For more on the locality, read about Melaka, Malaysia.
In Viet Nam, the Caodai community holds fast to the belief that every faith has a grain of truth, and their way combines the best of them all. Their Great Temple (Holy See) can be found about 100 km northwest of Ho Chi Minh City, outside the city of Tay Ninh near the border with Cambodia.
From Ho Chi Minh City, the Cao Dai Great Temple is an easy day trip. At first glance, it looks like a Catholic cathedral, which was common iconography in French-dominated colonial Vietnam at the time of its construction from 1933 and 1955.
The Temple’s interior is an exercise in intricate detail: with images of saints (their pantheon includes figures from all traditions, among them Jesus, Buddha, Muhammad, and Joan of Arc), dragons wrapped around the supporting columns, ceilings painted in blue with cloud details, and devotees worshipping in multi-hued vestments. (The common believers wear white; higher-ups wear yellow, blue and red).
The Caodai’s main religious symbol – the left eye of God – watches over everything, from almost every corner. For those keeping count, the Eye appears in fifty different places across the Temple, reminding devotees and believers that the Caodai supreme deity bears witness to all creation.
For more information, read about the Cao Dai Temple.
The Ganjuran Church near Yogyakarta in Indonesia approaches reconciliation in a different way, by combining Javanese iconography into a Catholic house of worship: the result is something far greater than the sum of its parts!
Built by Dutch Catholic plantation owners in 1924, the Ganjuran Church attracted a Javanese congregation that grew from about two dozen in its early days to about 8,000 in the present.

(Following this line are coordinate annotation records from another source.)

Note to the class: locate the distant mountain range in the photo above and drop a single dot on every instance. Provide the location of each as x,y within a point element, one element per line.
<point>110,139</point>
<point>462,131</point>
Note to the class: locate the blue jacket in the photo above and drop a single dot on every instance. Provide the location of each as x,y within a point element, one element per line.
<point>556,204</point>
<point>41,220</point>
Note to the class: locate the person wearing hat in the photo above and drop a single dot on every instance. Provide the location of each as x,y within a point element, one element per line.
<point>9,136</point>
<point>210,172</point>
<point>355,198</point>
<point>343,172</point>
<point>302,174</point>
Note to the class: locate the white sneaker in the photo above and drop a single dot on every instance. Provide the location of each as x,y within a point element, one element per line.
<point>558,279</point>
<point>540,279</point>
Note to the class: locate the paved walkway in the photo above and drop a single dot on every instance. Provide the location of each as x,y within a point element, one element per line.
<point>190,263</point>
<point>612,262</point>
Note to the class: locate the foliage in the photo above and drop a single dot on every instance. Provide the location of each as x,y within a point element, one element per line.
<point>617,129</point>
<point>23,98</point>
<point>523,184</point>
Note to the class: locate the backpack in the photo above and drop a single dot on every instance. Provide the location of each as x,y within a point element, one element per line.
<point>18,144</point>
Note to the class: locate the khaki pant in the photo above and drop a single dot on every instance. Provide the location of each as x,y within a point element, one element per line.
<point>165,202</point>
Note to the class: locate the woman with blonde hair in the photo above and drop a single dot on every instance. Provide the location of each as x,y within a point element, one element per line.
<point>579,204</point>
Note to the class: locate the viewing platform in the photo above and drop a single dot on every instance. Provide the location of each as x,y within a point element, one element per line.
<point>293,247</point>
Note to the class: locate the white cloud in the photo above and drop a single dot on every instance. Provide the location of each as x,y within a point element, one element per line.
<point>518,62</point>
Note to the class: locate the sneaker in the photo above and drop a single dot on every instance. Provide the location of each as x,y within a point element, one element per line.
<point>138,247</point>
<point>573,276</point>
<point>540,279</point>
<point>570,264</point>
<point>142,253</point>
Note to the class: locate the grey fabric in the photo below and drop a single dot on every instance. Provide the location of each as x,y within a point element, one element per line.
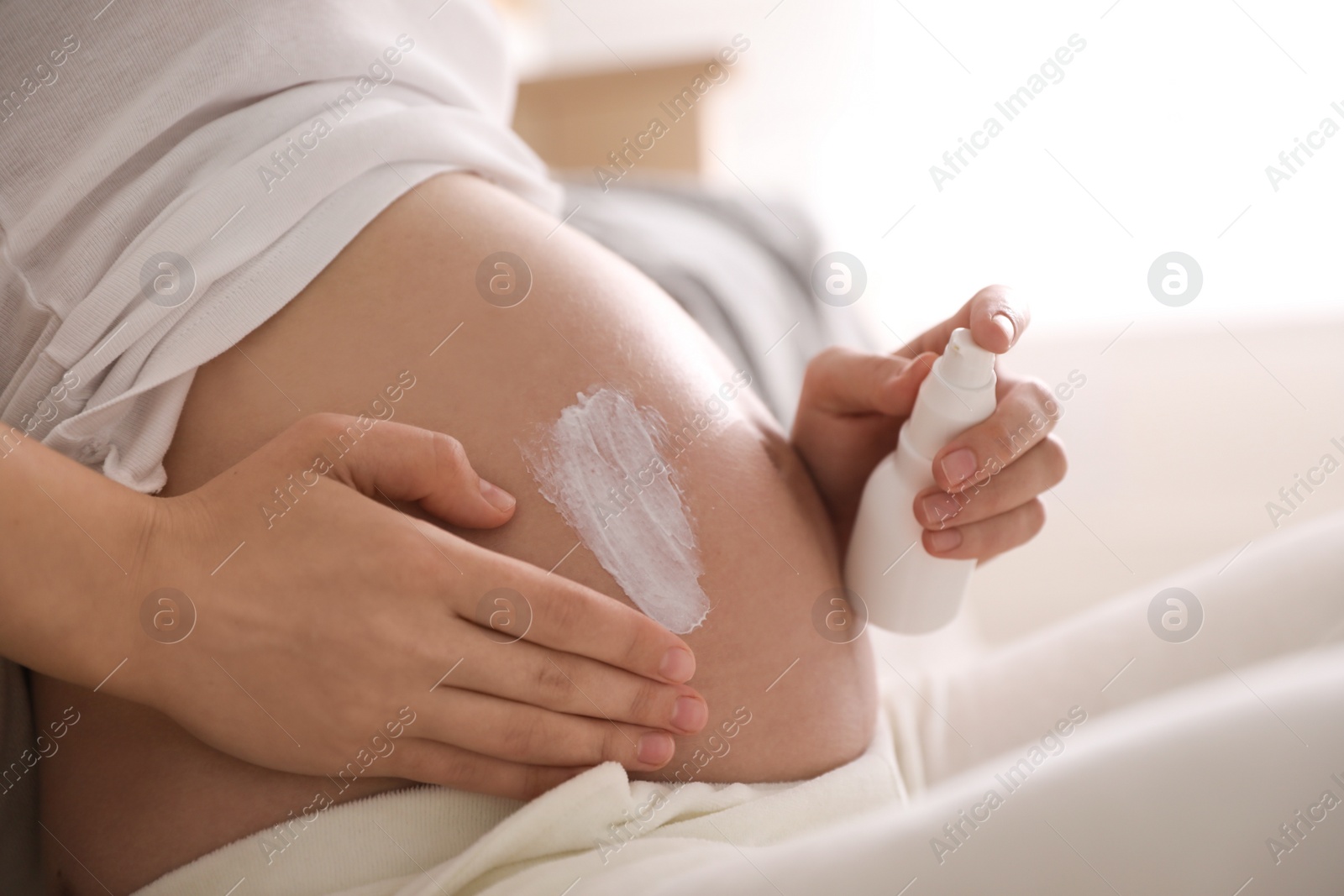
<point>736,266</point>
<point>18,792</point>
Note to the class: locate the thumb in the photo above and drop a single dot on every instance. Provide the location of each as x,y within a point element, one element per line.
<point>403,463</point>
<point>840,380</point>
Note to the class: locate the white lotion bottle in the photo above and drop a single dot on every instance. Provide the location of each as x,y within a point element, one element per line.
<point>905,589</point>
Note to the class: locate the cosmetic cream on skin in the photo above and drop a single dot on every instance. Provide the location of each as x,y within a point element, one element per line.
<point>906,589</point>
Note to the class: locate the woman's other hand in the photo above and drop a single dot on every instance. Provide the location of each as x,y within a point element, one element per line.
<point>988,479</point>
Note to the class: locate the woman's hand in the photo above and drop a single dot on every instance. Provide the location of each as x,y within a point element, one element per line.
<point>988,479</point>
<point>347,631</point>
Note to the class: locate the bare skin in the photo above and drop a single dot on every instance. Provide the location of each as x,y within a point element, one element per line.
<point>134,795</point>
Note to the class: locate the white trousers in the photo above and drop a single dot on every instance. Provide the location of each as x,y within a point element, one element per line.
<point>1100,758</point>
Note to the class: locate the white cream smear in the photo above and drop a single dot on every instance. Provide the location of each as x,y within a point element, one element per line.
<point>601,468</point>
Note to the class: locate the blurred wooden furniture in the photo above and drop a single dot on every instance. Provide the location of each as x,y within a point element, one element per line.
<point>577,123</point>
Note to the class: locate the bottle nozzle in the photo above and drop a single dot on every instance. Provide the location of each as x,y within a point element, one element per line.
<point>965,364</point>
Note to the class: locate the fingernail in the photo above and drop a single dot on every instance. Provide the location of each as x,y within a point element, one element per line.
<point>940,506</point>
<point>497,497</point>
<point>678,665</point>
<point>944,539</point>
<point>958,466</point>
<point>655,748</point>
<point>690,715</point>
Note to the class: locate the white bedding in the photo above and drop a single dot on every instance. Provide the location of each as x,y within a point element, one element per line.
<point>1119,762</point>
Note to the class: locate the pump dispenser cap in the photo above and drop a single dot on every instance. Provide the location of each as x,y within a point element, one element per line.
<point>965,364</point>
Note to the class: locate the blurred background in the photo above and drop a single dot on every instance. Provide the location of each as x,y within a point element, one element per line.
<point>1153,137</point>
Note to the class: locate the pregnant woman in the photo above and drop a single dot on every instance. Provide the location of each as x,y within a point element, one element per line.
<point>589,322</point>
<point>280,261</point>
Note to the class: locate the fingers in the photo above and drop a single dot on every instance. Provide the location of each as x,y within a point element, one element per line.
<point>840,380</point>
<point>386,459</point>
<point>1026,414</point>
<point>1039,469</point>
<point>434,763</point>
<point>988,537</point>
<point>571,618</point>
<point>991,316</point>
<point>564,683</point>
<point>521,732</point>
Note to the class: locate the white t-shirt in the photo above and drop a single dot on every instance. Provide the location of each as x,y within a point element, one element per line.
<point>172,174</point>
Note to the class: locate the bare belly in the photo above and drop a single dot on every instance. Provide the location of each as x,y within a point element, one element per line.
<point>134,795</point>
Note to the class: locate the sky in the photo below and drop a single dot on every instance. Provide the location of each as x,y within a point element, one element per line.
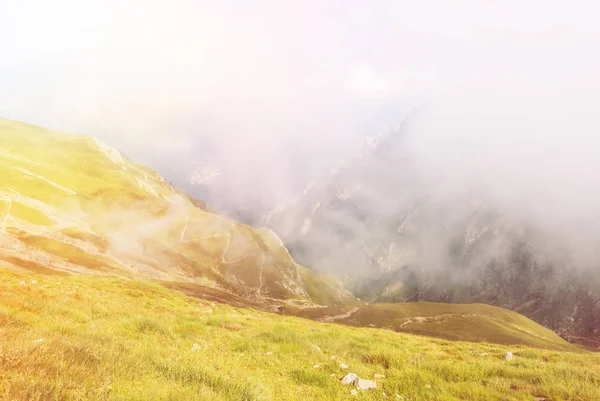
<point>273,94</point>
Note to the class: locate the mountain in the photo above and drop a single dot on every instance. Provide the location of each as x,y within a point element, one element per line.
<point>382,223</point>
<point>70,204</point>
<point>85,337</point>
<point>117,286</point>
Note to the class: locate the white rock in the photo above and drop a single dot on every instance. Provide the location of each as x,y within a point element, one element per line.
<point>363,384</point>
<point>349,378</point>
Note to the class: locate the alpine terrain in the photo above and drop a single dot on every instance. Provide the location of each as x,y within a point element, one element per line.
<point>116,286</point>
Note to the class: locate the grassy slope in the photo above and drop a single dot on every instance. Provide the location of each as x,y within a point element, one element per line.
<point>466,322</point>
<point>68,203</point>
<point>111,339</point>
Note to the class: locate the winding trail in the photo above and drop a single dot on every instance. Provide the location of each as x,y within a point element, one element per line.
<point>334,318</point>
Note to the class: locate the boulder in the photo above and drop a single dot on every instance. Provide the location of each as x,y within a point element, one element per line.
<point>349,378</point>
<point>363,384</point>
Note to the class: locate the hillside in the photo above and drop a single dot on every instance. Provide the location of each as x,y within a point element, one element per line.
<point>396,232</point>
<point>70,204</point>
<point>101,338</point>
<point>459,322</point>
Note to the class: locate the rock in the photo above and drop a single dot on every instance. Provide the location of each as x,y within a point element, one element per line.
<point>231,326</point>
<point>363,384</point>
<point>349,378</point>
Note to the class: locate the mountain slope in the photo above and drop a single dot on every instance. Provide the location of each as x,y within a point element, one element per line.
<point>72,205</point>
<point>68,203</point>
<point>100,338</point>
<point>396,232</point>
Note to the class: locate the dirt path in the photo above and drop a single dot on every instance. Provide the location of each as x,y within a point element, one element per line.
<point>330,319</point>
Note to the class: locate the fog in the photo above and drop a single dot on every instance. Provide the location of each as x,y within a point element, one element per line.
<point>257,99</point>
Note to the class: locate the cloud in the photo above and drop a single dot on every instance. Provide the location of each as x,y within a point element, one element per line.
<point>274,94</point>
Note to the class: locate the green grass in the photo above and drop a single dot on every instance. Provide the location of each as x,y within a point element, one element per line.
<point>112,339</point>
<point>123,219</point>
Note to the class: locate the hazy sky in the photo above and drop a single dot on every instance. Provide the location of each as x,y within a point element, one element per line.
<point>275,92</point>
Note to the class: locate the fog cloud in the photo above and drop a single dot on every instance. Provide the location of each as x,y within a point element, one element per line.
<point>275,94</point>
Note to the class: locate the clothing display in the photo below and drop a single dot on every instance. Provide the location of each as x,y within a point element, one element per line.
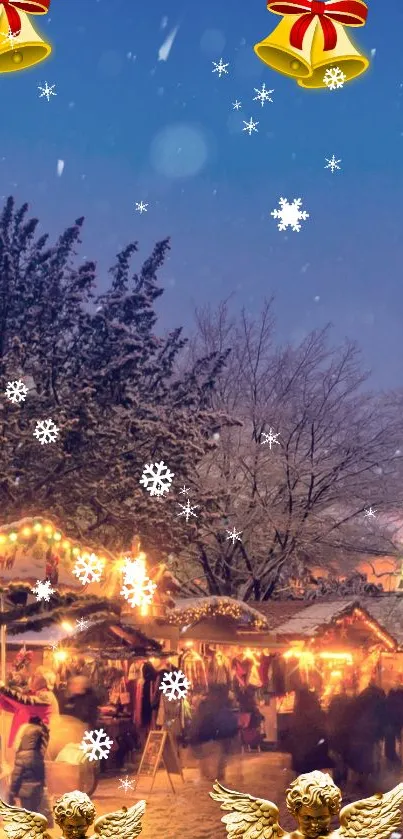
<point>193,666</point>
<point>219,669</point>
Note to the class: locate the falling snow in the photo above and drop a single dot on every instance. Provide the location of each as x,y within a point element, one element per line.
<point>332,163</point>
<point>46,431</point>
<point>47,91</point>
<point>187,510</point>
<point>234,535</point>
<point>334,78</point>
<point>220,68</point>
<point>369,513</point>
<point>127,784</point>
<point>250,126</point>
<point>262,95</point>
<point>290,215</point>
<point>16,391</point>
<point>156,478</point>
<point>43,590</point>
<point>270,438</point>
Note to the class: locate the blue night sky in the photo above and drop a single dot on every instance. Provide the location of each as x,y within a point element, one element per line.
<point>132,128</point>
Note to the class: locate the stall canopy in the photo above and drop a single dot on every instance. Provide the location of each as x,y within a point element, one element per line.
<point>318,621</point>
<point>111,639</point>
<point>190,611</point>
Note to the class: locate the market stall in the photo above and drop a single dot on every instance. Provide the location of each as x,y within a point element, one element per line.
<point>226,642</point>
<point>331,647</point>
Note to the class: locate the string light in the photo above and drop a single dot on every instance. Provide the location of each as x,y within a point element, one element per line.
<point>19,532</point>
<point>214,607</point>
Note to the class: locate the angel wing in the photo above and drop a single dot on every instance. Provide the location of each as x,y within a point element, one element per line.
<point>123,824</point>
<point>22,824</point>
<point>249,817</point>
<point>372,818</point>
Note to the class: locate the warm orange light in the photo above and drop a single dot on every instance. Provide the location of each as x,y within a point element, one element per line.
<point>337,656</point>
<point>26,531</point>
<point>60,655</point>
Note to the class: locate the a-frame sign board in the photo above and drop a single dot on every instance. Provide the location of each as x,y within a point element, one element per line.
<point>158,749</point>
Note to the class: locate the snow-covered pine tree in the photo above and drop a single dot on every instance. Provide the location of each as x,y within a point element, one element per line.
<point>106,380</point>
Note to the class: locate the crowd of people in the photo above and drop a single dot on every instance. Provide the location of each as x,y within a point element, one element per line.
<point>349,736</point>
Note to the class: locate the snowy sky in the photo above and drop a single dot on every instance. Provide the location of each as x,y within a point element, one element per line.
<point>131,128</point>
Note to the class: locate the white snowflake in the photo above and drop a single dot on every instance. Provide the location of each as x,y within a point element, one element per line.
<point>156,478</point>
<point>220,68</point>
<point>187,510</point>
<point>82,624</point>
<point>250,126</point>
<point>370,513</point>
<point>96,744</point>
<point>46,431</point>
<point>47,91</point>
<point>263,95</point>
<point>43,590</point>
<point>139,592</point>
<point>290,214</point>
<point>174,685</point>
<point>88,569</point>
<point>270,438</point>
<point>334,78</point>
<point>234,535</point>
<point>127,784</point>
<point>332,163</point>
<point>9,37</point>
<point>16,391</point>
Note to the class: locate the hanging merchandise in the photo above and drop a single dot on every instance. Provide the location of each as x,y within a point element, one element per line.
<point>219,669</point>
<point>310,44</point>
<point>192,665</point>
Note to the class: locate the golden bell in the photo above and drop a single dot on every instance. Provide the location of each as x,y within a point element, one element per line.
<point>23,50</point>
<point>344,56</point>
<point>277,52</point>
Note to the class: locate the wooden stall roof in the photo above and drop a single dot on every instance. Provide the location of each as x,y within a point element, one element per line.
<point>113,639</point>
<point>192,610</point>
<point>306,620</point>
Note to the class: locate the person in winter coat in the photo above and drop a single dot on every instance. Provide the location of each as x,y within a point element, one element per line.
<point>250,718</point>
<point>338,734</point>
<point>28,776</point>
<point>308,743</point>
<point>368,723</point>
<point>215,721</point>
<point>393,724</point>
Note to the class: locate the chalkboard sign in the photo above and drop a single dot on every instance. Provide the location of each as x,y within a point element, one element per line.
<point>158,749</point>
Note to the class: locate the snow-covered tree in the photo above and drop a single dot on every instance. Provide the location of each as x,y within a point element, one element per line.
<point>95,366</point>
<point>300,500</point>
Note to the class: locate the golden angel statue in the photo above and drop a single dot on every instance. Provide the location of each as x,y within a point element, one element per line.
<point>312,799</point>
<point>73,812</point>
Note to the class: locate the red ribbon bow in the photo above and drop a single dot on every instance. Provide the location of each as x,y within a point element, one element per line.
<point>346,12</point>
<point>32,7</point>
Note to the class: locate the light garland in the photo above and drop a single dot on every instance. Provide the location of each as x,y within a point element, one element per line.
<point>22,531</point>
<point>213,608</point>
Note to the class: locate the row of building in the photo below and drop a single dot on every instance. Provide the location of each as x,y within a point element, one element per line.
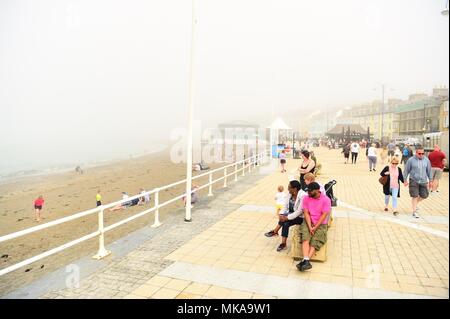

The church hall looks like a joglo, or Javanese meeting hall, complete with a detailed ceiling that hearkens back to a similar joglo in Yogyakarta’s Kraton (royal palace). A candi (temple) outside bears an image of the Sacred Heart of Jesus: as with non-Christian candi in Java and Bali, devotees remove their footwear before ascending to pray.
The localized appearances of Catholic icons will surprise visitors accustomed to seeing European-looking Jesus and Mary icons. The Mary and Child near the entrance looks like a Javanese queen; the angels near the altar sit cross-legged like a Javanese royal servant. And the Stations of the Cross around the church perimeter show Roman soldiers that look like Javanese warriors!
This writer took a taxi from Yogyakarta to Ganjuran Church; the trip easily took less than an hour. For more on the locality of the Church, read about Yogyakarta, Indonesia.
Beyond its much-visited beaches, the city of Phuket, Thailand has an older side worth seeing. In the 19th century, Phuket was also a major Peranakan Chinese cultural center, rivaling Singapore, Malacca and Penang
The dramatic growth of the tin mining business in the early 19th century lured in a large number of merchants and coolies from China, leading to the construction of Sino-Portuguese mansions and shophouses in Phuket town. Their tenants and builders – tin mine tycoons and their descendants – incorporated unique Peranakan architectural styles into their homes.
Each shophouse looks narrow from the front, but its space runs as long as ten meters or more rearward, allowing the narrow home to accommodate more people than evident at first glance. Walk along Old Phuket Town, specifically the roads of Dibuk, Phang-Nga, Yaowarat, Thalang and Krabi to admire the beauty of the crafted facade of the remaining shophouses. Some of them have been repurposed as boutique hotels. For an in-depth history of Peranakan culture in Phuket, you might want to pay a visit to the Phuket Thai Hua Museum.